Over the past few years, Bukele has also used his inflammatory social media presence to mock his critics and post dehumanizing photos and videos of the men arrested under the anti-gang crackdown. Yesterday on X, for instance, he posted a screenshot of an article about the U.S. judge’s order with the caption, “Oopsie… Too late,” which U.S. Secretary of State Marco Rubio promptly reposted on his personal account. That same inflammatory and mocking tone has been on display in the Trump administration’s public communications, including on social media, regarding its deportation scheme over the past eight weeks.

It is not a coincidence, then, that the Trump administration is partnering with El Salvador for deporting and detaining migrants. Bukele is in many ways a model for the Trump administration’s plan, even as the partnership allows the U.S. to distance itself—for now—from the most brutal human rights abuses it entails.

Perhaps most dangerous is that for many observers in El Salvador and the broader region, Bukele’s approach is popular because it is considered “effective,” despite the high costs and questions about sustainability.

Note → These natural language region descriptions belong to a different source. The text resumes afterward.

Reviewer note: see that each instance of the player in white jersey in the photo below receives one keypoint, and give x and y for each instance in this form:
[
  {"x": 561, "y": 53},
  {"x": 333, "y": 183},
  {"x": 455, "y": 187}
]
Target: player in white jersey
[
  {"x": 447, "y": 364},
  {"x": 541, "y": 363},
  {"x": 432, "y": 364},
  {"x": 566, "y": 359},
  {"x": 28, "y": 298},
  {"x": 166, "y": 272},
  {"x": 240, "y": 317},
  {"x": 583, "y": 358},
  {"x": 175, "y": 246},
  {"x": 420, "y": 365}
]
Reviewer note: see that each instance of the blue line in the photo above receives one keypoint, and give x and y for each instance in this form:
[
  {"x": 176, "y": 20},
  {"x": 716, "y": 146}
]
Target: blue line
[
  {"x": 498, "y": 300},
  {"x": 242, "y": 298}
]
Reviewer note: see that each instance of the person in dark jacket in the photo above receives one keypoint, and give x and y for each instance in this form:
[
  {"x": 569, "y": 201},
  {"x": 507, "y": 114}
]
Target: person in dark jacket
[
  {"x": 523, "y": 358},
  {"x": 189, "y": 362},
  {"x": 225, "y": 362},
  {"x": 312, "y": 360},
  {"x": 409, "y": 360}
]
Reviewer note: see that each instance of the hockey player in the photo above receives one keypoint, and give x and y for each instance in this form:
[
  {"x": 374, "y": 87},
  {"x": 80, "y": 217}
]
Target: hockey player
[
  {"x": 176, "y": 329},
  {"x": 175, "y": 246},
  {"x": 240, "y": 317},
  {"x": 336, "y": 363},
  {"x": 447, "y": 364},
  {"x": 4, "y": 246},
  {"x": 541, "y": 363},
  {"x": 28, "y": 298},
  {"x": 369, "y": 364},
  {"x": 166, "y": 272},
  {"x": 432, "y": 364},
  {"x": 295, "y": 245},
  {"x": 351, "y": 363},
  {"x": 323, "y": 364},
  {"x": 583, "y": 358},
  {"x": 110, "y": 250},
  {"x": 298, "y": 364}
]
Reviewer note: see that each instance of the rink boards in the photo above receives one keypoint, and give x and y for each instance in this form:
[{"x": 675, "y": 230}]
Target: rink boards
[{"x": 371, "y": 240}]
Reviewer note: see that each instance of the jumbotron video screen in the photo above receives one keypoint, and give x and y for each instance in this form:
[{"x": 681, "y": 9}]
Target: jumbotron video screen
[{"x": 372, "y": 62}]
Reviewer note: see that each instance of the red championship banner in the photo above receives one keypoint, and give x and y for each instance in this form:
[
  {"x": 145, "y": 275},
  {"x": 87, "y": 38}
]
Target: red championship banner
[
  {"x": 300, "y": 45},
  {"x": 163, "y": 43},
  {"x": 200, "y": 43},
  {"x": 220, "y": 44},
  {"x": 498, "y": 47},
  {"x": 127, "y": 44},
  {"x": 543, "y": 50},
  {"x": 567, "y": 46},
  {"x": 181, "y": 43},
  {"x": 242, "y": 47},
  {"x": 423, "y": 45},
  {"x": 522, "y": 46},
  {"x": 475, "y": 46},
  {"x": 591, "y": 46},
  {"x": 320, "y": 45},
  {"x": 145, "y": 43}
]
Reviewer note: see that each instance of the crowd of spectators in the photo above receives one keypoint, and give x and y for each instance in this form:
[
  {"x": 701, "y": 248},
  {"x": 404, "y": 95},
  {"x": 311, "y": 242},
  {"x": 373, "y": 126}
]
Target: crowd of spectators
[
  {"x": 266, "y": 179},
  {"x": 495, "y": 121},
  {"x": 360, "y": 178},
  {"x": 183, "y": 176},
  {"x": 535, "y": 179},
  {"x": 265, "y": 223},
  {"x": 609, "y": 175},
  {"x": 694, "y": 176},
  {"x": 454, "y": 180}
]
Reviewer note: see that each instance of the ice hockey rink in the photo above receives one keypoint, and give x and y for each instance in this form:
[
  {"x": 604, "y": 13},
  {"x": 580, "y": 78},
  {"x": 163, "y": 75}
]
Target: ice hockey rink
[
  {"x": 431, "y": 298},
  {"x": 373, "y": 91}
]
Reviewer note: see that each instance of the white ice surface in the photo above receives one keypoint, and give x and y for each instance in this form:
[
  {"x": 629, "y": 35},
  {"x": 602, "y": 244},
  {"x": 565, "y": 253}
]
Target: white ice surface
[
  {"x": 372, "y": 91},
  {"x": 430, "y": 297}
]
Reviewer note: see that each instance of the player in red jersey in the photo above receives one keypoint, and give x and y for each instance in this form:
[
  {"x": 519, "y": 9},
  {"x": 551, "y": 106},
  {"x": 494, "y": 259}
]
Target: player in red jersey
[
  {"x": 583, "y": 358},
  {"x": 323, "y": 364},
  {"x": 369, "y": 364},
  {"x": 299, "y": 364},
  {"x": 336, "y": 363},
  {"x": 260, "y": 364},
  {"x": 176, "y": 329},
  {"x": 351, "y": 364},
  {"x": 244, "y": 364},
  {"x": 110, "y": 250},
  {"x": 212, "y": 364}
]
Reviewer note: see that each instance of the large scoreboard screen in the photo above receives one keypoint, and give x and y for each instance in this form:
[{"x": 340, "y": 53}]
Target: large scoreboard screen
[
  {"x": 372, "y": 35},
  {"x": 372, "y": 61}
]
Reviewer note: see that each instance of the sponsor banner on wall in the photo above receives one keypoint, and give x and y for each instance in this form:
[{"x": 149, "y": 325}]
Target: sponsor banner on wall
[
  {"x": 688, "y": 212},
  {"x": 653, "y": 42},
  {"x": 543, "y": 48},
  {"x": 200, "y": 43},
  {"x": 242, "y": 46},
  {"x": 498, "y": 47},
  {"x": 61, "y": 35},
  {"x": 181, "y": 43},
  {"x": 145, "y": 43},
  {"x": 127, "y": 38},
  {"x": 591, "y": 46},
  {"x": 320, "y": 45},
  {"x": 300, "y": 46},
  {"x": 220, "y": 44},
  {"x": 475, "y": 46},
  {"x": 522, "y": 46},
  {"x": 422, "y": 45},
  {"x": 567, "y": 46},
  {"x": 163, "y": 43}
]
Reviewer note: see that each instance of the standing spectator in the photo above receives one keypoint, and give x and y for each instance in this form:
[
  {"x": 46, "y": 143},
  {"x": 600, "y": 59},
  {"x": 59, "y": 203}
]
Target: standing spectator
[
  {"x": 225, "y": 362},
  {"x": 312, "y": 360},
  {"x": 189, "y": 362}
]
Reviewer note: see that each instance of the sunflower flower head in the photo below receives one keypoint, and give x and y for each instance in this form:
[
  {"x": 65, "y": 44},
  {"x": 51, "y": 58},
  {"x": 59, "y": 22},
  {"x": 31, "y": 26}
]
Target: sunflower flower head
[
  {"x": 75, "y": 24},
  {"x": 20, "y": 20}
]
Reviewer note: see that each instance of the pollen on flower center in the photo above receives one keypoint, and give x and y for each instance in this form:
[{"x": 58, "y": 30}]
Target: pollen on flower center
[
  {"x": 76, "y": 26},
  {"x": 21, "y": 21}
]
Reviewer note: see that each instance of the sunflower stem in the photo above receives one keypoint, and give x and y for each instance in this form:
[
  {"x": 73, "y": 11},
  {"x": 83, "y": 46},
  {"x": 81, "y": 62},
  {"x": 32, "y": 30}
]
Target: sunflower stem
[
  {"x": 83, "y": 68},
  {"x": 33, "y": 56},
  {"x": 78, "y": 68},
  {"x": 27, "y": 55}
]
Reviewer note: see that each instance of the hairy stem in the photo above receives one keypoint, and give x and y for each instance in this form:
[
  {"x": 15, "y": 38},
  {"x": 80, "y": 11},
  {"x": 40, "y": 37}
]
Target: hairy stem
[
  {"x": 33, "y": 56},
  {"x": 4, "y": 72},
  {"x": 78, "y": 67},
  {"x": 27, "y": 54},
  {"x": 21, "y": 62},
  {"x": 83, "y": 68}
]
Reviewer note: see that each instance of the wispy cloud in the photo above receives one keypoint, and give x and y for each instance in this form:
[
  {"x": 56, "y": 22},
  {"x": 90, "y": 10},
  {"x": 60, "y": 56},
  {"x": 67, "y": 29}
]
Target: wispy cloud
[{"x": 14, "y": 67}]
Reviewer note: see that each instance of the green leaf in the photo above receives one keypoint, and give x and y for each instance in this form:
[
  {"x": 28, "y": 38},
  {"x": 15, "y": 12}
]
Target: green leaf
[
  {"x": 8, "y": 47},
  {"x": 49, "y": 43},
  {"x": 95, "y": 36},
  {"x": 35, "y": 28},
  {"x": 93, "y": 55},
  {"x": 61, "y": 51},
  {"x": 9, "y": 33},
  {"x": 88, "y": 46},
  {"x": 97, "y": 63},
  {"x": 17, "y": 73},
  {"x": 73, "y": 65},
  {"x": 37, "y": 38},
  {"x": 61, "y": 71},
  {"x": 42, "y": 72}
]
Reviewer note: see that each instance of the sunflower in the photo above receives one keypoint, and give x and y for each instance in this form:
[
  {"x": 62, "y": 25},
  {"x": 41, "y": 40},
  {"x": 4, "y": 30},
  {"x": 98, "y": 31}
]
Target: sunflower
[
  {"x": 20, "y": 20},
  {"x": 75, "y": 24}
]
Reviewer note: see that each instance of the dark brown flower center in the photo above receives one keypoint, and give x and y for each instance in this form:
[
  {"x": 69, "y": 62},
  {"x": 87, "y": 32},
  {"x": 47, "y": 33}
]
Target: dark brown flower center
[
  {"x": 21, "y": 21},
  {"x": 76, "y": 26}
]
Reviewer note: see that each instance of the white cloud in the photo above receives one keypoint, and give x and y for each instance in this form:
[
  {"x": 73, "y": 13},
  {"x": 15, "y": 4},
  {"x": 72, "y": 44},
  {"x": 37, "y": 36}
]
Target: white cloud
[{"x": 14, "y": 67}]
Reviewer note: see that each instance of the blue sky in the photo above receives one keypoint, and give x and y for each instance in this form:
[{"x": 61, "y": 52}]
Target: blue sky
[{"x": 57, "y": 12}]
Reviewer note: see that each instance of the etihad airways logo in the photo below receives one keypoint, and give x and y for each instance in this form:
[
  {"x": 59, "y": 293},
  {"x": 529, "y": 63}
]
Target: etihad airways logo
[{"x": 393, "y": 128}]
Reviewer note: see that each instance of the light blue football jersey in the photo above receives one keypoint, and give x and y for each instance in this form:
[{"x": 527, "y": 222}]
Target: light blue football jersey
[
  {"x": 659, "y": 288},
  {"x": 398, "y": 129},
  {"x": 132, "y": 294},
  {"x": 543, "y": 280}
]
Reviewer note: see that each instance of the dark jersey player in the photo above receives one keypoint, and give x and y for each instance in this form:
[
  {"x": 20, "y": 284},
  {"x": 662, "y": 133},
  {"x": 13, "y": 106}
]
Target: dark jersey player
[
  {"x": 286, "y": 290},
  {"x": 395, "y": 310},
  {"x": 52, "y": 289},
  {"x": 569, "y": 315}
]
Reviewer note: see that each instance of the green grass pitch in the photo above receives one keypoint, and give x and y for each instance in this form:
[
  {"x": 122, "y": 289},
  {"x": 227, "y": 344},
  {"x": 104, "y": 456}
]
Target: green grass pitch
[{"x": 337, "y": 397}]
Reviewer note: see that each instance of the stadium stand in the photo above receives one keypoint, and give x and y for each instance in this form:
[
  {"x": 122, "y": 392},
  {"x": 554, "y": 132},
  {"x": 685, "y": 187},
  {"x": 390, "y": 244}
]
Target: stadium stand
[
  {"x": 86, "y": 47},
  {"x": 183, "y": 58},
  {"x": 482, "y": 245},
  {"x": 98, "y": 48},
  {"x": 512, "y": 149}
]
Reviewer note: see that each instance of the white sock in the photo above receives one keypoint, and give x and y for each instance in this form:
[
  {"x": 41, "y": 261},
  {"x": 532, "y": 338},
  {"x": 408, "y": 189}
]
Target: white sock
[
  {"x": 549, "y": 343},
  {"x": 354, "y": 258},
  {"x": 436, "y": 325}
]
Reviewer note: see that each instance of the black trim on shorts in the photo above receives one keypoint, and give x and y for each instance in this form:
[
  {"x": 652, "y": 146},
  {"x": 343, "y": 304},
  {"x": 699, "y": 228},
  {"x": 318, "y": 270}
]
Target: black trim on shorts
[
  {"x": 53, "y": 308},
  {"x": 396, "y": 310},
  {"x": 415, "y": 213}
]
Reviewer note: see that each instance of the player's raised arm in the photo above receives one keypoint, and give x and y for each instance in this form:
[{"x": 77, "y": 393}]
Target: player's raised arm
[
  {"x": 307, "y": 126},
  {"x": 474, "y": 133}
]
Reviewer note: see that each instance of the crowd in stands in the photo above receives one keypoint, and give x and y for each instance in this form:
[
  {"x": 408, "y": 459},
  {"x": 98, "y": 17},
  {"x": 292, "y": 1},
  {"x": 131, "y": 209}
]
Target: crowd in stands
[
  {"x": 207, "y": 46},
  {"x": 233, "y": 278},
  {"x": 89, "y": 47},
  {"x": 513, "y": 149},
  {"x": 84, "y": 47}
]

Of course, that has alarming implications for human rights in the U.S., El Salvador and other partner countries. But it is also reminiscent of Washington’s historical legacy during the Cold War and before of emboldening repression, corruption and undemocratic governance throughout Central and South America—a legacy the U.S. was just beginning to outrun, as James Bosworth noted in a recent WPR column. With Trump appearing to push U.S. foreign policy toward a “spheres of influence” approach in the coming years, that will have serious, and dangerous, consequences for Latin America, but also for the United States.